The day's key focus, according to the UN website, is to "support the achievement of sustainable development goal (SDG) 6: water and sanitation for all by 2030."
The theme of World Water Day 2021 is "Valuing Water" and has been chosen to highlight the value of water in our daily lives. "The value of water is about much more than its price – water has enormous and complex value for our households, food, culture, health, education, economics and the integrity of our natural environment. If we overlook any of these values, we risk mismanaging this finite, irreplaceable resource," the UN website says.
The right to water and sanitation was declared a constitutional right by the United Nations General Assembly in 2010. For personal and domestic use, everybody has the right to adequate, constant, clean, reasonable, physically available, and affordable water.

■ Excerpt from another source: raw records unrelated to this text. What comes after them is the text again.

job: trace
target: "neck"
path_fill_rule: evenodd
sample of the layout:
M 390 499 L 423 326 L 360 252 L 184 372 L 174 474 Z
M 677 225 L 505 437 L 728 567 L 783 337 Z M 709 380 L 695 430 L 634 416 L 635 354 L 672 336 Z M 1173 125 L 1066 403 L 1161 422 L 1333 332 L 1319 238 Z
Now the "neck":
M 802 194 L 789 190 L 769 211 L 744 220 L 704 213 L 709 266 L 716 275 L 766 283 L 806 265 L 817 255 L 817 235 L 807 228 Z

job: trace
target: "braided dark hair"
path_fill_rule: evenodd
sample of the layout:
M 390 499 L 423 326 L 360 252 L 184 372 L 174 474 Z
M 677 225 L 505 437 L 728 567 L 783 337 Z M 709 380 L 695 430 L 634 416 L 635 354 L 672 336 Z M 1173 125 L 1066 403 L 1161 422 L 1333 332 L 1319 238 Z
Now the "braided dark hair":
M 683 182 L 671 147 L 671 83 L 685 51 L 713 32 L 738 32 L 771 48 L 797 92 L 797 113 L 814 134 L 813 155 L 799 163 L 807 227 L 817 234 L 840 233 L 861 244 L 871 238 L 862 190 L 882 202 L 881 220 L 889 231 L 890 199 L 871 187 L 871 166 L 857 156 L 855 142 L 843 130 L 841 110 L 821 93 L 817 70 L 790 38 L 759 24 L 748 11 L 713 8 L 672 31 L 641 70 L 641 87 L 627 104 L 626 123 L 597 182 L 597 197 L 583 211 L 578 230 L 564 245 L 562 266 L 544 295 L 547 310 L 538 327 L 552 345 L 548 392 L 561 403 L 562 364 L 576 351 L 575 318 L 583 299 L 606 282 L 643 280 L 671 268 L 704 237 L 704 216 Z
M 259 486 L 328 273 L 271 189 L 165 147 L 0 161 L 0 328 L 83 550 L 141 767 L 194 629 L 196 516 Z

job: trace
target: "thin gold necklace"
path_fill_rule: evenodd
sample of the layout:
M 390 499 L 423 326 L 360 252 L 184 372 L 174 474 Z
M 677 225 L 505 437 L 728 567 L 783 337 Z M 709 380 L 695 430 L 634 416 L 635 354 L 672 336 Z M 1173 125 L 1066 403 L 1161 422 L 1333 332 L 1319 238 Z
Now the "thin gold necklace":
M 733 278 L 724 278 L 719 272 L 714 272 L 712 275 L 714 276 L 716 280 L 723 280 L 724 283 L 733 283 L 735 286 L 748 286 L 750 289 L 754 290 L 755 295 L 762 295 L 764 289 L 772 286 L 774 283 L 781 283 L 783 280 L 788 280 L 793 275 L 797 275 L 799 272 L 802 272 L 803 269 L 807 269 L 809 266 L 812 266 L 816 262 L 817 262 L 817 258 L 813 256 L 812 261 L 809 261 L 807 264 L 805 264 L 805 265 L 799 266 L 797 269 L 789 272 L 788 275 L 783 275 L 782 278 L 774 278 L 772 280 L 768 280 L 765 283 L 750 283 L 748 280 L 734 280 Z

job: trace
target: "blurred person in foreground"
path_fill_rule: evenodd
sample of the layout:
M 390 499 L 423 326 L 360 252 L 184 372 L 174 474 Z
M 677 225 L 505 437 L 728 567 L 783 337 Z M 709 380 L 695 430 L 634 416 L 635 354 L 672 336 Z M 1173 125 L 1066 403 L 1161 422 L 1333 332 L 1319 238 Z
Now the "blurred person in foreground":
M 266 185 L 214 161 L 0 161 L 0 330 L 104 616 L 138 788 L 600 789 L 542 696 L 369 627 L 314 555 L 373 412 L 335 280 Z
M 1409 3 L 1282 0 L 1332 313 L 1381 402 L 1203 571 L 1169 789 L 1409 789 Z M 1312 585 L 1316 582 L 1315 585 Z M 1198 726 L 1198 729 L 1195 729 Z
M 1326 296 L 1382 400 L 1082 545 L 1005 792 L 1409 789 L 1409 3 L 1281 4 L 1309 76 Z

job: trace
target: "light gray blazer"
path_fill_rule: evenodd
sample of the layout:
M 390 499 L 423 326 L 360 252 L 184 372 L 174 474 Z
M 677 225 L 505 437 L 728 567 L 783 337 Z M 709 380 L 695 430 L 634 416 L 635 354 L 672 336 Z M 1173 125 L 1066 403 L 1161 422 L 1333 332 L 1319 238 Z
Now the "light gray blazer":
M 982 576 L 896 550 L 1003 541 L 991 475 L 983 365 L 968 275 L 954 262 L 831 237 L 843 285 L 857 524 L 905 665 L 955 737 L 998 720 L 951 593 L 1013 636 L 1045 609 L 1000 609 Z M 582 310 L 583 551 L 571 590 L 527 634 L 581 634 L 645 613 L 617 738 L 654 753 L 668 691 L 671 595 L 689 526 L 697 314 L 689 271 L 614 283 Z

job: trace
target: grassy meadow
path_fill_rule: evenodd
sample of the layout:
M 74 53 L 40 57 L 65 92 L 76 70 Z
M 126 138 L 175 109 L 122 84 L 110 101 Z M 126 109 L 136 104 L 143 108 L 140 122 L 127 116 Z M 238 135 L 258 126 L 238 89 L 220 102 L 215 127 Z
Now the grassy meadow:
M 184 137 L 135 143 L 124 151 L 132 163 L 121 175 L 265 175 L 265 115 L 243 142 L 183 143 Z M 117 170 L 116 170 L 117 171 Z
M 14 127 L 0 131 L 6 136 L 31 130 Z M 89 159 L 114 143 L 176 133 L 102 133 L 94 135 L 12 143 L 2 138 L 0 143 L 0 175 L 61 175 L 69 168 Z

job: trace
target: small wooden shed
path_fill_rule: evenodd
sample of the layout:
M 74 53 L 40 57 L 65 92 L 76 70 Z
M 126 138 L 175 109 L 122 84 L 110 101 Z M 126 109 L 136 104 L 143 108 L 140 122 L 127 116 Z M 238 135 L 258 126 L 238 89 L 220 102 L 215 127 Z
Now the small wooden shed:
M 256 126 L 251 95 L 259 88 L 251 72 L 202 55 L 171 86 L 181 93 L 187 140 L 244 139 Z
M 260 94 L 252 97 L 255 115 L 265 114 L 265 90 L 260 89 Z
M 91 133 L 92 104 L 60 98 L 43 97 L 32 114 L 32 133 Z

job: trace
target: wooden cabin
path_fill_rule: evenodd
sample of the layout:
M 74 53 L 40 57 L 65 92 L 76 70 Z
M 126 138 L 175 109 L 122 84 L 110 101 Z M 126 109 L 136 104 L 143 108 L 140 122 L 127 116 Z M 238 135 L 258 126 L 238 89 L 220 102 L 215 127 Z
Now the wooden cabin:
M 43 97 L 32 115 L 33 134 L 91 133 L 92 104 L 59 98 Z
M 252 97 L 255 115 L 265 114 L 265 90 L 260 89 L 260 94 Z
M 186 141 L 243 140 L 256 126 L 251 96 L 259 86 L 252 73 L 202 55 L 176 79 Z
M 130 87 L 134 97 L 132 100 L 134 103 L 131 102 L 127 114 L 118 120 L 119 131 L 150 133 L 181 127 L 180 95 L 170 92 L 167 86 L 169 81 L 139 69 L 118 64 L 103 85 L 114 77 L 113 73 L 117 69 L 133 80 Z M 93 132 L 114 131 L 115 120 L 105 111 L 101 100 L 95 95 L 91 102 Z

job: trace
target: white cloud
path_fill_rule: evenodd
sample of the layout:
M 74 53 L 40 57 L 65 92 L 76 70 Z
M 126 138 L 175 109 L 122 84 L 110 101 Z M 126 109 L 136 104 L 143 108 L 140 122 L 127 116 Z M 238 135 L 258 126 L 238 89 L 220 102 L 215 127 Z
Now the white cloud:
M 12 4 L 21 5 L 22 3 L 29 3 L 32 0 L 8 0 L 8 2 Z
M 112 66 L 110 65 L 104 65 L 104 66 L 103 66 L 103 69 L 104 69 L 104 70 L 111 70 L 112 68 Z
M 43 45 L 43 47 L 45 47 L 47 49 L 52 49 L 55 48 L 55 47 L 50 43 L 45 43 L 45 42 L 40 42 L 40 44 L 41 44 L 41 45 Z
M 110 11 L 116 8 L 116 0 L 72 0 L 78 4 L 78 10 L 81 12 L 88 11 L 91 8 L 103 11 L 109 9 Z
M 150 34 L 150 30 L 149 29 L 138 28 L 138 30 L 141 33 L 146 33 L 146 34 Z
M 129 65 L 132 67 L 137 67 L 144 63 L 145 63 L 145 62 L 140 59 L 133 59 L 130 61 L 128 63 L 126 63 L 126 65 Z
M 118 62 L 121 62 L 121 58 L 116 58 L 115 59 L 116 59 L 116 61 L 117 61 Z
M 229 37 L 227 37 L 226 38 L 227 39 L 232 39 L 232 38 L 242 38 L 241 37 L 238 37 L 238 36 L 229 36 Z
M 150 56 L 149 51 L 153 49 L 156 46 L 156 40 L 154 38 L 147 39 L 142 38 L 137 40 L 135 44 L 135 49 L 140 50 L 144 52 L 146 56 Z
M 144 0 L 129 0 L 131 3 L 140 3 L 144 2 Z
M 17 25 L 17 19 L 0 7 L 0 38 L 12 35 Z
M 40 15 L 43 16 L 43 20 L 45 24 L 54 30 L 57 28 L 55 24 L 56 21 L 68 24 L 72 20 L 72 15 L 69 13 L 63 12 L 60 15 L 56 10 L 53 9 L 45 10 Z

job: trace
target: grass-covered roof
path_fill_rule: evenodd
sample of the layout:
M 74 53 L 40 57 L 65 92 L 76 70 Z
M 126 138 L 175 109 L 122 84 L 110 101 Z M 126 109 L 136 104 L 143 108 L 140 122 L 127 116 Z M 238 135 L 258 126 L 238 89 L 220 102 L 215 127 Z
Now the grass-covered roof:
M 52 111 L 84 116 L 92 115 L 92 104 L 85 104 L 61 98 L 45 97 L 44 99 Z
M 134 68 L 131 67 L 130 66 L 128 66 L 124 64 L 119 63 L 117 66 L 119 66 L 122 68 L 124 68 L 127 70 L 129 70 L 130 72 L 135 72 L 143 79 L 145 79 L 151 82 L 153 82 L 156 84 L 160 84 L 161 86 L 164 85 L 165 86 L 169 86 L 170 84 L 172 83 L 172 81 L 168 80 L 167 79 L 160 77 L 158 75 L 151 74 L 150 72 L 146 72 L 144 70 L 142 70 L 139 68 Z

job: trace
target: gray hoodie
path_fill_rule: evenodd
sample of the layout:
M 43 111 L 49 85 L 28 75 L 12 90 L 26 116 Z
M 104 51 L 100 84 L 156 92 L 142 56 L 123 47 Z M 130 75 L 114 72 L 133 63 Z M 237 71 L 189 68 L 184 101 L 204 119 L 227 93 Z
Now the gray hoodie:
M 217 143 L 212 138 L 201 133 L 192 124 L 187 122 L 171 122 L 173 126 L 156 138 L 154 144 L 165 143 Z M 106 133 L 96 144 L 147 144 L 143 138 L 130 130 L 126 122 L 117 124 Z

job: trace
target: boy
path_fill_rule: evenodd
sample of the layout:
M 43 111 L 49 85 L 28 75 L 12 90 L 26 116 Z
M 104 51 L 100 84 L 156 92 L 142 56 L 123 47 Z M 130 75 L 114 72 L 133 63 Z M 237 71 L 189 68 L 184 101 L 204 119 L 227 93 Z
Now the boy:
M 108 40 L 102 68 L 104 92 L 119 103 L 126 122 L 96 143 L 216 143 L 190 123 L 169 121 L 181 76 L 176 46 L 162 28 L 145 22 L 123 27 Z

So for the day that stresses the value of water, here are some quick facts about the worldwide water supply.
- Water occupies about 71 percent of the planet's surface.
- There are 326 million cubic miles of water on the planet.
- The oceans hold 97 percent of the world's water which is way too salty for drinking and growing crops.
- Oceans hold 320 million cubic miles of water.
- Just 3 percent of the world's water is fresh. Of which, 2.5 percent is inaccessible because it is bottled up in glaciers, polar ice caps, the atmosphere, and soil. It is heavily polluted or it is too far under the earth's surface to be extracted at an affordable cost.
- Only 0.5 percent of the world's water is available fresh water.
- If the world's water supply was just 100 litres, our available fresh water supply would be less than 0.003 litre (one-half teaspoon).
- This means each person on the planet can use an average of 8.4 million litres of water.
- This supply is continually collected, purified, and distributed in the natural hydrologic (water) cycle.
Where water is found and the percentage
*Some of this lies too far under the earth's surface to be extracted at an affordable cost. Stats have been taken from the United States Bureau of Reclamation.
If the Earth were a 28 inches in diameter globe
All of the water on the planet would fill less than one cup.
Only 0.03% of one cup is in rivers and freshwater lakes.
Slightly more than one drop of water would fill all the rivers and lakes.
Sources of freshwater
Groundwater is water that seeps into the ground by porous layers and travels deeper into the ground. It covers pores and cracks in underground rock layers known as aquifers. Some of this water lies too far under the earth's surface to be extracted easily.
Streams, ponds, rivers, wetlands, and reservoirs are examples of surface-water drainage, which is moisture that does not infiltrate into the earth or return to the atmosphere.
The snow that is 4 inches deep contains about the same amount of water as 1/3 inch of rain.